By Michael Claxton
Since I did not attend a Christian college, chapel was new to me when I came to Harding in 2003. I remember being deeply moved by the singing and the devo, and marveling at the chance — rare on college campuses — for the whole community to share in the same experience.
After serving 15 years on the chapel committee and planning a few of the 150 programs per year, I came to appreciate even more the rich potential of this moment. When 3,000 people praise God together, or celebrate achievements together, or mourn together, it can be a powerful thing. I still love coming each week.
Most of the time, chapel is serious — as it should be. But Scripture says that “there is a time to laugh,” and there have been many delightful moments over the years when the Benson Auditorium rang with mirth. Some of them were planned. Many of the best ones weren’t. Some of them may not seem that funny now that the moment is gone, but humor is like that. How often have you been reduced to hysteria by things that in no other context would amuse a living soul? You just had to be there. Still, it’s worth sharing stories of the lighter side of chapel.
Did you know we once had a faculty dog show? One year, the Harding faculty decided to showcase its professorial pets in chapel. An emcee in a tuxedo narrated the poodle parade in the style of John O’Hurley, as various teachers walked their dogs across the platform. Not all the canines cooperated, and let’s just say the stage had to be mopped afterward. But the audience loved it.
Announcements have been a ripe source for comedy in chapel. Dr. Joe Pryor was the academic dean for years and was known for his scholarly manner. One year the campus was covered in ice during a storm, but classes and chapel met as usual. Anyone else making announcements would have simply warned students to be careful on the sidewalks. But the beloved chemistry professor said this instead: “Remember, folks, the coefficient of friction is zero!”
Another time, Pryor made a slight blunder when reading the promo for a new dining option on campus that sold nachos. Not being familiar with that particular delicacy, he said, “Nockos are now on sale in the Student Center!”
For other epic mispronunciations from chapel, see YouTube.

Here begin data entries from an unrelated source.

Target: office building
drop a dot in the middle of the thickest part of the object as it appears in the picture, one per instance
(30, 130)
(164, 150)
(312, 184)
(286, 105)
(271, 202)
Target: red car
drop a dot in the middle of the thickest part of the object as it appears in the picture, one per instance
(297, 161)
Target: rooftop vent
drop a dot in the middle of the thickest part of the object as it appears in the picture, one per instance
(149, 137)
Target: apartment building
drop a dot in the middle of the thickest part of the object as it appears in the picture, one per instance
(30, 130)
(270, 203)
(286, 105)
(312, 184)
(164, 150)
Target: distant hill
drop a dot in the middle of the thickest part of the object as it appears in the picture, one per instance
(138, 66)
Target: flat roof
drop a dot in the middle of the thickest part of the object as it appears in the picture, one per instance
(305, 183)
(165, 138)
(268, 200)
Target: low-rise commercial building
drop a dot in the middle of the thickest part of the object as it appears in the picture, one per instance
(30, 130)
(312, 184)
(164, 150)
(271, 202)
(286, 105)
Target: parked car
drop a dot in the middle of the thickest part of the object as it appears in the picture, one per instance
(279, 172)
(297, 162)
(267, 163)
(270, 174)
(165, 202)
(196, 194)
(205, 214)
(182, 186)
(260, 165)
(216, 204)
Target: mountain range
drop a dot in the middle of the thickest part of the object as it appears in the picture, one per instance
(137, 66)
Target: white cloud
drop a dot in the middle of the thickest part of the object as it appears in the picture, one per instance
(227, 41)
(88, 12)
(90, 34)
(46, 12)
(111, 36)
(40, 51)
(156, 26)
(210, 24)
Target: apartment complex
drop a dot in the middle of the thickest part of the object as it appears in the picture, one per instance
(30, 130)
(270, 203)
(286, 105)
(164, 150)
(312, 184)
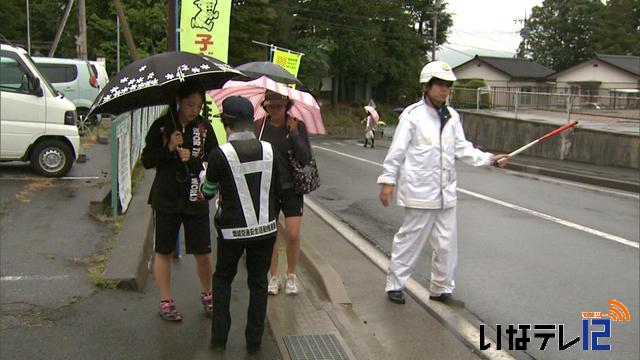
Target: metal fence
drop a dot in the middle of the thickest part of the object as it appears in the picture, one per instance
(617, 103)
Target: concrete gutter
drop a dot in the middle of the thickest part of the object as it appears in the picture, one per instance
(582, 178)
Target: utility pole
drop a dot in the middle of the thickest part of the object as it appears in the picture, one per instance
(82, 28)
(63, 23)
(117, 43)
(127, 31)
(435, 29)
(28, 29)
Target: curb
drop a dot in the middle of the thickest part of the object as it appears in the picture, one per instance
(130, 259)
(581, 178)
(591, 180)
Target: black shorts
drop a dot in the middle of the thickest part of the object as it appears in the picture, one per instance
(197, 232)
(290, 203)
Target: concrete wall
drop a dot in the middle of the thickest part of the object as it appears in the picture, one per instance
(597, 71)
(589, 146)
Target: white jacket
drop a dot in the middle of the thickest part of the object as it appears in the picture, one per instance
(421, 160)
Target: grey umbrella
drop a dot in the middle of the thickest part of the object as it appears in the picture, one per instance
(271, 70)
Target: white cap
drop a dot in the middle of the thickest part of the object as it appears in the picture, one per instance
(437, 69)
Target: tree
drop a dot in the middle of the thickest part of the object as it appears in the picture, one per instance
(560, 33)
(618, 30)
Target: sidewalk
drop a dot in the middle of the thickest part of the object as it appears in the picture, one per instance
(342, 308)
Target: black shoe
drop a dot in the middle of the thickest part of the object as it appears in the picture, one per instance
(396, 296)
(446, 298)
(252, 349)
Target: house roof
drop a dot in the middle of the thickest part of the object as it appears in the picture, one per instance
(627, 63)
(515, 68)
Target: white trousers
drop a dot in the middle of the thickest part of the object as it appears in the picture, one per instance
(420, 225)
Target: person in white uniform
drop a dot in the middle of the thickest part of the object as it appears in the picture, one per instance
(420, 169)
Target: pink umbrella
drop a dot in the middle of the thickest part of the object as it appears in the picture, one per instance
(372, 112)
(305, 107)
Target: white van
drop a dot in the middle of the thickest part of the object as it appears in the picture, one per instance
(36, 124)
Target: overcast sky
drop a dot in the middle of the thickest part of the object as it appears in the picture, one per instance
(486, 27)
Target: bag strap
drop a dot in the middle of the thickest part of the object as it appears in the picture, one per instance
(260, 125)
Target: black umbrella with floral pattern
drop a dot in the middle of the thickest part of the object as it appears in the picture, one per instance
(154, 80)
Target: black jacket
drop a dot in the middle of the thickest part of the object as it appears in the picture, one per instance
(175, 188)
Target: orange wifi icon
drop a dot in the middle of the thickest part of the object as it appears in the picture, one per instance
(619, 312)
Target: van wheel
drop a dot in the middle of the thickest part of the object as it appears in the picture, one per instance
(51, 158)
(83, 123)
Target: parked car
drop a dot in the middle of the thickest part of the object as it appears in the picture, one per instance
(76, 80)
(101, 73)
(36, 123)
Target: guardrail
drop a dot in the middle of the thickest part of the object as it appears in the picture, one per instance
(128, 131)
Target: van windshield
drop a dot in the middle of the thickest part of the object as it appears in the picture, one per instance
(43, 79)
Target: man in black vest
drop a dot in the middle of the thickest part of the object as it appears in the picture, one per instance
(244, 170)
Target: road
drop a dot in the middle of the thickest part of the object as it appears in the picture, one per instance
(532, 250)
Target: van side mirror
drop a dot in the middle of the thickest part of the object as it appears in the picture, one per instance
(37, 88)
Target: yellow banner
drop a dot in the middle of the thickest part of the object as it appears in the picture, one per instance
(287, 60)
(204, 29)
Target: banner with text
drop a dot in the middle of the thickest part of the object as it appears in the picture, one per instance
(204, 29)
(289, 61)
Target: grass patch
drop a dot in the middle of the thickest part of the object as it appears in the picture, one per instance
(96, 264)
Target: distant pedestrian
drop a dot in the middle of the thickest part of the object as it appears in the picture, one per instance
(176, 146)
(420, 168)
(370, 127)
(288, 136)
(245, 172)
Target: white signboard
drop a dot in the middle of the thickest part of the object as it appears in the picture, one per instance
(124, 162)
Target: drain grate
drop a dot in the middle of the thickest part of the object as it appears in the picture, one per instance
(315, 347)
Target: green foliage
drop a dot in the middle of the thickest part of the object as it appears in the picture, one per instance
(465, 94)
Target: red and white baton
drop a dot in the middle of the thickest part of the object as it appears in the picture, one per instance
(545, 136)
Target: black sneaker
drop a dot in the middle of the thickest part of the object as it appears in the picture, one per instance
(218, 345)
(396, 296)
(253, 349)
(446, 298)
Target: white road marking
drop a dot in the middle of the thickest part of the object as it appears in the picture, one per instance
(450, 317)
(551, 179)
(80, 177)
(33, 277)
(554, 219)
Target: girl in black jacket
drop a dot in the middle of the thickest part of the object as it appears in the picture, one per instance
(177, 145)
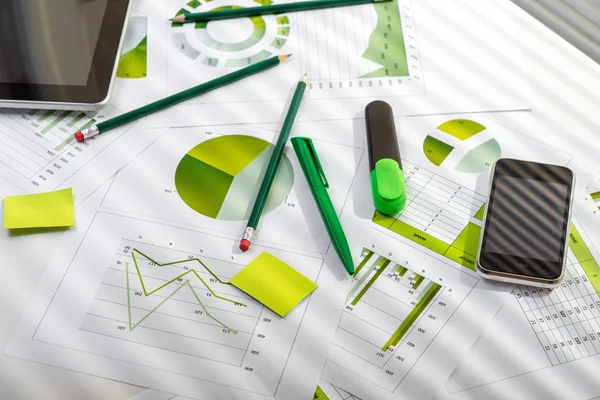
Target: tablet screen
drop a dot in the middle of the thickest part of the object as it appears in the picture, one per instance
(49, 42)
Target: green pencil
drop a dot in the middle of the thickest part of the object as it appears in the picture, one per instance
(179, 97)
(272, 9)
(265, 187)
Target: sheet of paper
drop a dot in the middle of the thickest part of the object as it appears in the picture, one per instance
(417, 301)
(146, 219)
(544, 344)
(42, 210)
(40, 154)
(368, 52)
(150, 394)
(132, 289)
(290, 221)
(327, 391)
(594, 189)
(273, 283)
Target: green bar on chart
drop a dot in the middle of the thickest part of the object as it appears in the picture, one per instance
(412, 317)
(480, 213)
(90, 123)
(364, 261)
(418, 280)
(65, 143)
(464, 249)
(364, 290)
(76, 120)
(44, 116)
(585, 258)
(56, 121)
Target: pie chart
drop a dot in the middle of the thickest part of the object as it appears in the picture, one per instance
(220, 178)
(475, 152)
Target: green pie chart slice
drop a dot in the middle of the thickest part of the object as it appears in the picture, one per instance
(220, 178)
(462, 129)
(435, 150)
(480, 158)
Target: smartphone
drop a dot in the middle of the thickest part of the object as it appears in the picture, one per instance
(526, 223)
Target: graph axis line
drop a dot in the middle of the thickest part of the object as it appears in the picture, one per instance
(157, 312)
(182, 301)
(187, 282)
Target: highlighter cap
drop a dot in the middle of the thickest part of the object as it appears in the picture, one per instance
(387, 177)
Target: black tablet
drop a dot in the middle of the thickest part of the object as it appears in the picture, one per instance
(59, 53)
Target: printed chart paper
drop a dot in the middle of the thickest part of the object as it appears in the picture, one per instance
(209, 177)
(125, 294)
(352, 55)
(544, 343)
(594, 189)
(130, 288)
(416, 300)
(38, 151)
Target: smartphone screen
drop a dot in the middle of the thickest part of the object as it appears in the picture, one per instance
(526, 218)
(526, 223)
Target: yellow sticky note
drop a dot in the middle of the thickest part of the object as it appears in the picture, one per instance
(273, 283)
(42, 210)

Announcement duos have been a thing. Some years ago, Craig Jones and Mickey Pounders teamed up for a series of comic skits. Next came the “Grumpy Old Men,” as students Pete Vann and Marcus Neely imitated Lemmon and Matthau from the 1993 film and complained about everything, blaming Harding’s president for anything they didn’t like. In the 2010s, a couple of guys named “Cliff and Clax” hit the announcement circuit. I recently asked Dr. Clifton Ganus if he thought they’d ask us back. He said, “I doubt it. I think they are trying to improve chapel.”
And while you know Logan Light for his hard work as the assistant dean for chapel, the announcements he made as a student were epic.
Some speakers really had a gift for cracking us up. Craig Jones was always a hit in chapel with his impressions of Harding icons. Don Diffine dished out one-liners as “Nerdly Greenback” for years. And B. Chris Simpson could turn five minutes of screamingly funny comedy into a moment of spiritual insight that left you stunned. His chicken biscuit devo is the stuff of legend.
Homecoming chapels have provided some hysterical moments. On the day we previewed “The Wizard of Oz,” Dr. David Burks at first seemed nowhere to be found to make announcements. Suddenly, that familiar voice said, “Good morning to each one of you,” as he was lowered from the rafters on a floating ring that would later hold Glinda the Good Witch. The audience went wild, as they did another year right after Dr. Bruce McLarty finished making announcements before the musical preview. The stagehands cleared the stage, carrying off the chairs and podium. Then they lifted McLarty and carried him into the wings, too.
Or there was the alumni chapel when Dr. David Smith (class of ’67) was sharing stories of his college days until his wife Linda bounded onstage to describe how things really were. To summarize her experience as a woman on campus surrounded by desperate Bible majors, she quoted Psalm 56: “Be merciful to me, O God, for men hotly pursue me.”
And then there was the year of “Pirates,” where the cast got to check something off their bucket list after the musical preview in chapel. At the end, the pirates got to send the audience away with “You arrrrrrrrrrrrrrrrrrrrrrrre dismissed!”
Groan if you must. That won’t stop me from sharing more stories soon.